Henrietta Lacks: Family win recognition for immortal cells
- Published
The family of a US woman whose cells revolutionised medical research have been granted a say over how they are used, six decades after her death.
Henrietta Lacks, a poor black woman from Maryland, had cells removed from her by doctors when she was being treated for terminal cancer in 1951.
Researchers found they were the first human cells that could be grown indefinitely in a laboratory.
The historic breakthrough paved the way for countless medical treatments.
The story of how an African-American tobacco farmer unwittingly transformed biomedicine was made famous by a 2010 best-seller, The Immortal Life of Henrietta Lacks.
'Left in the dark'
She was 31 years old when she died of cervical cancer at Baltimore's Johns Hopkins Hospital. Her tumour cells were removed without her consent, as was typical at the time.
The genetic material later yielded key developments in such areas as vaccines, cancer and fertility treatment, spawning nearly 75,000 studies.
But while the "HeLa" genome laid the foundations for the multi-billion dollar biotech industry, Lacks' family have never shared in any of the riches generated by the so-called immortal cell line.

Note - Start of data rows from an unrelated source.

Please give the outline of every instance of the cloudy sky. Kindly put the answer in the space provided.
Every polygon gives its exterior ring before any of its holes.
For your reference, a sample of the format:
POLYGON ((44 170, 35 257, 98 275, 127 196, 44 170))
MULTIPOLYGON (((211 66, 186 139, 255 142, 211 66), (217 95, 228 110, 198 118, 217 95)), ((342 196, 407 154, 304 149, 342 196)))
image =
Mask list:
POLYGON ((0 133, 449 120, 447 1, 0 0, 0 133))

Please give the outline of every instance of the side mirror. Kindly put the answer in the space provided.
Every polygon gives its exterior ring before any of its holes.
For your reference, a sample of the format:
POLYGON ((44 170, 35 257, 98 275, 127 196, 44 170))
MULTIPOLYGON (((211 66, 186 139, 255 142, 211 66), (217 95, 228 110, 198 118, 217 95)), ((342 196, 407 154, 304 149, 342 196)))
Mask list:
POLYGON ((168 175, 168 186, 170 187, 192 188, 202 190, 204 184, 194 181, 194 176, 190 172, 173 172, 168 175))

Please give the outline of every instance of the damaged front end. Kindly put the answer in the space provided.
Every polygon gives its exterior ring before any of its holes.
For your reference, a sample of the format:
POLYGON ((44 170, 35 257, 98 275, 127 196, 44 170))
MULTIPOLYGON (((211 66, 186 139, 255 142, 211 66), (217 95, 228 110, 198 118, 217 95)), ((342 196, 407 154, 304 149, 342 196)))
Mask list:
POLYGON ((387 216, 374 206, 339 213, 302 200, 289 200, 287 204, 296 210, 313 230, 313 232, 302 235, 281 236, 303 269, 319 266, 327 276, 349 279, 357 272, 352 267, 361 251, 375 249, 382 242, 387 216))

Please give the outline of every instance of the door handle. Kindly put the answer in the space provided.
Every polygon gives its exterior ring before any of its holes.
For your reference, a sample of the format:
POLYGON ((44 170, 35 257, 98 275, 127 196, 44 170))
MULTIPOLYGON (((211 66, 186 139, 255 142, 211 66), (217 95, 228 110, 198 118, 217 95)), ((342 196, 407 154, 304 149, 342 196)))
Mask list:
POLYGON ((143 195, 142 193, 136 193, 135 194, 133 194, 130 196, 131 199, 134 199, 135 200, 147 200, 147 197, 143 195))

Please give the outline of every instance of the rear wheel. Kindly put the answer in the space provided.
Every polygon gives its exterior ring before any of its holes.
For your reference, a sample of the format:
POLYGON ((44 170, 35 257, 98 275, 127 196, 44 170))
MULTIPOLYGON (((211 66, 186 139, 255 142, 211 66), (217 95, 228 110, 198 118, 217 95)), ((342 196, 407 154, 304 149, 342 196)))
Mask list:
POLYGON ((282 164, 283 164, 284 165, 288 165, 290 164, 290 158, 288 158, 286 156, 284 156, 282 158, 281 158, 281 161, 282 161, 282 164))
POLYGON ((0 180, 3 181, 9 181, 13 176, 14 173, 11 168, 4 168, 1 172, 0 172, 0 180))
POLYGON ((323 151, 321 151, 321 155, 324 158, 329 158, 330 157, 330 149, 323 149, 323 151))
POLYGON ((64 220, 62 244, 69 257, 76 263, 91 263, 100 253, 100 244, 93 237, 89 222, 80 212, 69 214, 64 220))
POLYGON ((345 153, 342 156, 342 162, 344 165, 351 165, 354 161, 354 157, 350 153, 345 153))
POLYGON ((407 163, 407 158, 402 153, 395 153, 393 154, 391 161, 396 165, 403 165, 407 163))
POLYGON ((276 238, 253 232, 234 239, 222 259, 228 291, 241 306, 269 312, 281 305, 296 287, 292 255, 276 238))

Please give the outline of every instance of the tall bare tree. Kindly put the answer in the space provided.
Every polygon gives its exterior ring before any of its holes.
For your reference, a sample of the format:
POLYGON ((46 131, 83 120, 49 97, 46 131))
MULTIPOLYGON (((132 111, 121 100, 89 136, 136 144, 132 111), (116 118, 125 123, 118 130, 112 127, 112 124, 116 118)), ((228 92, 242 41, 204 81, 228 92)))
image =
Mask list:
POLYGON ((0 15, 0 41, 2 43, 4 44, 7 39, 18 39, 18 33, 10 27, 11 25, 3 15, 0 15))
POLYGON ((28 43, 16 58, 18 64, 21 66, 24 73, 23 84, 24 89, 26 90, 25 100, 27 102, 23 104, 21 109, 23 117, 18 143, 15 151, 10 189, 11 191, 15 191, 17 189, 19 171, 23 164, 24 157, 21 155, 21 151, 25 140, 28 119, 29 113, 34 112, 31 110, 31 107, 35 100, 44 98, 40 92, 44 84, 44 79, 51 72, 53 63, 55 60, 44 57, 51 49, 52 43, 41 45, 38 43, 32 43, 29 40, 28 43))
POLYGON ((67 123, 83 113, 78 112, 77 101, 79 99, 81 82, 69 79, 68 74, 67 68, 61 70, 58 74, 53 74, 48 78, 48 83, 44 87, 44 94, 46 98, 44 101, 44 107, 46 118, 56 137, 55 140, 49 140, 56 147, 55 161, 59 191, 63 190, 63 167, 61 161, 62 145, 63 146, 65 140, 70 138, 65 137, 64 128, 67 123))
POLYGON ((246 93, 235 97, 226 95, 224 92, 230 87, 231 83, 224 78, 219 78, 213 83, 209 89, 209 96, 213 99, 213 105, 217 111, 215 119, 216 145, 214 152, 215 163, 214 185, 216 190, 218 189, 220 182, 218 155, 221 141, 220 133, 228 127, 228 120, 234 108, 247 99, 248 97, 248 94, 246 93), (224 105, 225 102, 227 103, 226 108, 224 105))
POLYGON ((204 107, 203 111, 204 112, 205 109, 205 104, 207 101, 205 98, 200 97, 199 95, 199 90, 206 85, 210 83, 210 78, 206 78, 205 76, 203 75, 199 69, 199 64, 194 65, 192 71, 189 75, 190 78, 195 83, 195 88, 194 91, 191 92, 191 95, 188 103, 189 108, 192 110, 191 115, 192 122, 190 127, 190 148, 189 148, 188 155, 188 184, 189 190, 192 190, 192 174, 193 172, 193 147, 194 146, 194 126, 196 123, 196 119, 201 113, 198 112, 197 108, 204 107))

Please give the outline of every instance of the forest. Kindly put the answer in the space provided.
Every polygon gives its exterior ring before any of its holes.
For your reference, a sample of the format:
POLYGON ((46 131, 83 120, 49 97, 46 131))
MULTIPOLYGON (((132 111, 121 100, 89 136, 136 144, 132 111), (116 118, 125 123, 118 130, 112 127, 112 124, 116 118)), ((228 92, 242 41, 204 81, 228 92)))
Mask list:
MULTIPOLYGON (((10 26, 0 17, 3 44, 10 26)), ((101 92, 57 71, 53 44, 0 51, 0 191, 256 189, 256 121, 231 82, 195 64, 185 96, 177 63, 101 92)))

Her relatives only learned the cells had not only been extracted, but shipped to laboratories around the world, when a scientist contacted them in 1973 to request a blood sample.
The family will still not be paid any money under the agreement reached on Wednesday with the National Institutes of Health, external, the US government agency which oversees medical research.
But they will be granted some control over scientists' access to the cells' DNA code, and receive acknowledgement in the resulting studies.
The agreement came about after the relatives raised privacy concerns when German researchers published Lacks' DNA code in March.
Rebecca Skloot, author of the acclaimed book about Lacks, took part in the negotiations leading to the agreement and said the family had never asked for money.
Jeri Lacks Whye, a granddaughter who lives in Baltimore, said the relatives had always been "left in the dark" about research stemming from HeLa cells.
"We are excited to be part of the important HeLa science to come," she told the Associated Press news agency.